Trembling, Dassah asked, “Why are you telling me this?”

“Because I care, Dassah,” Bahena told her, leaning forward and putting her hand over hers. “Because I see that you care, and he cares. And for us, friendship is a fight — one worth fighting, if you ask me, but… I don’t want to see either of you starting down a path neither is prepared for.”

After squeezing her hand, Bahena’s sad face went back to her pancakes, soggy, now, after sponging up all the syrup on the plate. She simply added more before digging back in with her knife and fork.

“I’m sorry,” Bahena grumbled miserably. “I feel like I’ve brought down the mood of the whole morning.”

Dassah shook her head. “No,” she went. “I’m glad you talked me…”

Savoring the sweet of the fluffy pancake dripping in syrup, complemented by the saltiness of the accompanying bacon, Dassah wondered just how she would react to a situation like ones Bahena described. She was right. Their TheirWorld identities aside, If a garule ever acted that way toward her, she wouldn’t be able to simply tell herself to stop being afraid. It happened just recently, when Bahena and Sav had their spat in the office. He looked at her wide-eyed in her fear, read it, and reacted to it in a reasonable fashion — but his aggression was focused on Bahena, not Dassah herself.

What if it had been towards her?

How would it have changed?

Absently, her brow furrowed and she took a sip of her coffee.

“If you’re Ibraxis,” she’d told him, “Is it okay for me to be Guin? Brave, fearless Guin who can be at your side without worrying, or overthinking things?”

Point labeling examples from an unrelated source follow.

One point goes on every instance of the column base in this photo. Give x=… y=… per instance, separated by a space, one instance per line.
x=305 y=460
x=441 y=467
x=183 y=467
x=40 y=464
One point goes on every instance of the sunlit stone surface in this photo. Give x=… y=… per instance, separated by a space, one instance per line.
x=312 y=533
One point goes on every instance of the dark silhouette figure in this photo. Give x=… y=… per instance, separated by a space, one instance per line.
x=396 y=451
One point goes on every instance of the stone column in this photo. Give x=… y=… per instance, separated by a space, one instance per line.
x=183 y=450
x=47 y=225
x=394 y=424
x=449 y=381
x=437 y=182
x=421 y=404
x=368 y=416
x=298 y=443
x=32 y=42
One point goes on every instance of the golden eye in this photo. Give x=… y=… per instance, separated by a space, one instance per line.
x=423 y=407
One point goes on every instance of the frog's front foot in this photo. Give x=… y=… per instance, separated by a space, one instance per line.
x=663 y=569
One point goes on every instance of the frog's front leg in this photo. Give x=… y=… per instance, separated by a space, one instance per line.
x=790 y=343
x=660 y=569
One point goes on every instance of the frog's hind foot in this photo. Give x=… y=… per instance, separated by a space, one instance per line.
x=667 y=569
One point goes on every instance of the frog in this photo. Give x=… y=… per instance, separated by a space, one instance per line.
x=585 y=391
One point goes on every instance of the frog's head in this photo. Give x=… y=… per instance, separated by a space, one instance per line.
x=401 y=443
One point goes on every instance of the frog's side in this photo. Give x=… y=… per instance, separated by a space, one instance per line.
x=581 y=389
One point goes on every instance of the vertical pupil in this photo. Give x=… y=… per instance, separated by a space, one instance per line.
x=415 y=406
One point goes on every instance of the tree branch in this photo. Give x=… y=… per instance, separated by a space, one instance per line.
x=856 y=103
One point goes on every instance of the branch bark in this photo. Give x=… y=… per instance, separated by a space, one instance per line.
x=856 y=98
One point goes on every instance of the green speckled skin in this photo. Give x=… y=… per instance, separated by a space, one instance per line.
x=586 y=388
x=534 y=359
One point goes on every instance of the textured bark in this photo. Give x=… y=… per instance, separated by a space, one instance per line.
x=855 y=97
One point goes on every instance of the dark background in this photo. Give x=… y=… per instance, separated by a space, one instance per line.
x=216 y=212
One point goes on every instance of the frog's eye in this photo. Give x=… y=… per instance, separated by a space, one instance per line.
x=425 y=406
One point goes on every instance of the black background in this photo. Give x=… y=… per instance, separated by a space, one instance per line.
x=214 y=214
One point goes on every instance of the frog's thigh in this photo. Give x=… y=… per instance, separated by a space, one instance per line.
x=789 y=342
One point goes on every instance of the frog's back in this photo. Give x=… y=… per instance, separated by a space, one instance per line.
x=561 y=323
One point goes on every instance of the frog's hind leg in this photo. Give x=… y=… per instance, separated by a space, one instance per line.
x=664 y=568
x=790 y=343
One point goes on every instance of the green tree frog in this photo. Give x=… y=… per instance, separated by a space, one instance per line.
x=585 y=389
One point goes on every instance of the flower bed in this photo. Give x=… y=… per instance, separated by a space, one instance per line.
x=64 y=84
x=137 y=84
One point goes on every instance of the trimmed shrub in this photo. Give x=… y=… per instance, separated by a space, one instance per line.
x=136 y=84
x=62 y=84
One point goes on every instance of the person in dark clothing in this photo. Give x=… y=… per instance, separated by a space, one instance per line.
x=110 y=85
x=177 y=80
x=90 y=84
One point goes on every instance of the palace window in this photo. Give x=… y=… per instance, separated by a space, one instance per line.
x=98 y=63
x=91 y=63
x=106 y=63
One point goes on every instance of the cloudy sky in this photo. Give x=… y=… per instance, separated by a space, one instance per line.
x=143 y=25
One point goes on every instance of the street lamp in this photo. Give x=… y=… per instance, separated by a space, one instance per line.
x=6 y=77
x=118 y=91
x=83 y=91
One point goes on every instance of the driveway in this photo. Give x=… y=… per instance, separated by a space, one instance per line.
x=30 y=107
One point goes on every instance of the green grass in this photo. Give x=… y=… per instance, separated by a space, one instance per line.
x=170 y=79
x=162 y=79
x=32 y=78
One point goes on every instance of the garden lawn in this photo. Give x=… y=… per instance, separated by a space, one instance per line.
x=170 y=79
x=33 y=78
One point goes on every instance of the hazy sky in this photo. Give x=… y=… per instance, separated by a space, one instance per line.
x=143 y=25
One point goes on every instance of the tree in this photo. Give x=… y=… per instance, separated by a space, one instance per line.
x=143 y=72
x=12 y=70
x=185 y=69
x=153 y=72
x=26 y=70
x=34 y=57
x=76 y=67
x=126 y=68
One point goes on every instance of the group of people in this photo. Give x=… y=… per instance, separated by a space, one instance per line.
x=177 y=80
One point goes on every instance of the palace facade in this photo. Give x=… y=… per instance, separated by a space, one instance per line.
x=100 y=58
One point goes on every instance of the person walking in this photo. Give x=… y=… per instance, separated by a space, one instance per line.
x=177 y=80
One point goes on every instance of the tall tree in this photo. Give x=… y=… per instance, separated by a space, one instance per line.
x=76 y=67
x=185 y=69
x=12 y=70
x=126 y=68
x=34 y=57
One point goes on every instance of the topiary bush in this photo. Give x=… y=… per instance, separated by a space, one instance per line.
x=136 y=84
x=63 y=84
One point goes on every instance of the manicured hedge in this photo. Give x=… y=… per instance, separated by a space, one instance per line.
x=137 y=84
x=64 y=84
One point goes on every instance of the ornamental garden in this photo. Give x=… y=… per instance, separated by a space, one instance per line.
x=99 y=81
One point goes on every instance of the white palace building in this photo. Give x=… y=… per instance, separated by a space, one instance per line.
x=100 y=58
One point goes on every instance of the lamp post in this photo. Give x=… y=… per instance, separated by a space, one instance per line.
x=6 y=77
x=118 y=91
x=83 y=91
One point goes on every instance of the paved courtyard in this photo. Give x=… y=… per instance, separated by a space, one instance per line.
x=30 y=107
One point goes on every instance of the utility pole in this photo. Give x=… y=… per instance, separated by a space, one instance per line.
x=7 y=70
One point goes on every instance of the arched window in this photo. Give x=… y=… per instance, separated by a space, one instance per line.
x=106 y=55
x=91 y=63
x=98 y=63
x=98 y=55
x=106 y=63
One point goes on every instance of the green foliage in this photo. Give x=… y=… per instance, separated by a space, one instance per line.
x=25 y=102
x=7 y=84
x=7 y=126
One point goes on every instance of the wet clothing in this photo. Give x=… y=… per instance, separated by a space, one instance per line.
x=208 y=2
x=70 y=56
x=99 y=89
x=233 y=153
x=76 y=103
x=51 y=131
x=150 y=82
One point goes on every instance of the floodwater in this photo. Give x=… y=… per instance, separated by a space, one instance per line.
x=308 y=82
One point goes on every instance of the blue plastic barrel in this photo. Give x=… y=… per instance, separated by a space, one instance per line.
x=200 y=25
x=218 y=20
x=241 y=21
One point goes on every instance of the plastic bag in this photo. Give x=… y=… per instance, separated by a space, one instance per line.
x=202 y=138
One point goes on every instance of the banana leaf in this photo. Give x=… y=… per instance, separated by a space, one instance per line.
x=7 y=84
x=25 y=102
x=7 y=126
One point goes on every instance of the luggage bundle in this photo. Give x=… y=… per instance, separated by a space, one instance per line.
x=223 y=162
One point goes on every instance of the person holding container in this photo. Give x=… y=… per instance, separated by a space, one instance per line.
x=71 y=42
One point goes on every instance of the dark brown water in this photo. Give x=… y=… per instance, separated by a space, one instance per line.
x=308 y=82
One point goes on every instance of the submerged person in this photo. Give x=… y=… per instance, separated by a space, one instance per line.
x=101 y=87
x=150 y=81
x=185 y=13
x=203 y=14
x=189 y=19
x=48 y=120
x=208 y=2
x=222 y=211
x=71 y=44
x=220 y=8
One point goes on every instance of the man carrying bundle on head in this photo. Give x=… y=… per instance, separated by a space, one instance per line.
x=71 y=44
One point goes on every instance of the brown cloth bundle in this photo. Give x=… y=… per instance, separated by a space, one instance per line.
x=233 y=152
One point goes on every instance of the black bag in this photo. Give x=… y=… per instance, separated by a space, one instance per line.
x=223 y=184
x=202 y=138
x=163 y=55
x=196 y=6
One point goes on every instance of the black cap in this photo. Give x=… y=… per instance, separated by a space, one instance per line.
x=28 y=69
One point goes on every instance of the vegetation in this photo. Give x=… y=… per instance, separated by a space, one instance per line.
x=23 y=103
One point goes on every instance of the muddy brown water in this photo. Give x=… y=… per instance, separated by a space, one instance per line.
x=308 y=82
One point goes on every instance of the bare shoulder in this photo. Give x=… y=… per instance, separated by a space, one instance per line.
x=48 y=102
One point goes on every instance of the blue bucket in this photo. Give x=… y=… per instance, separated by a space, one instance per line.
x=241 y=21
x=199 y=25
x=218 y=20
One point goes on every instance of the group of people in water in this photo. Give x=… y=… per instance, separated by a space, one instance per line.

Stumbling in still wrapped in blankets, Stella peeked in eyeing the food on the table. “Someone’s been busy,” she commented before shedding her many layers and tossing them on the couch. “Don’t mind if I do.” Proceeding to shove bacon in her mouth, she swallowed hard before looking between them. “Okay, who actually died?” she asked, pointing between them nervously.

“It’s my fault,” Bahena said. “I couldn’t let sleeping dogs lay.”

“Lie,” Stella corrected, her eyes narrowing. “About what?”

“Sathuren,” the bronze garule said, finishing her plate. “But it’s fine now.”

“Is it?”

Dassah sighed heavily and played with her fork. “Stella.”

“Yes?”

“You were right.”

It took a moment for the meaning to register, but when it did, the young woman with the peacock colored hair gave a wicked grin. “Oh?”

“Now the question is: What do I do about it?”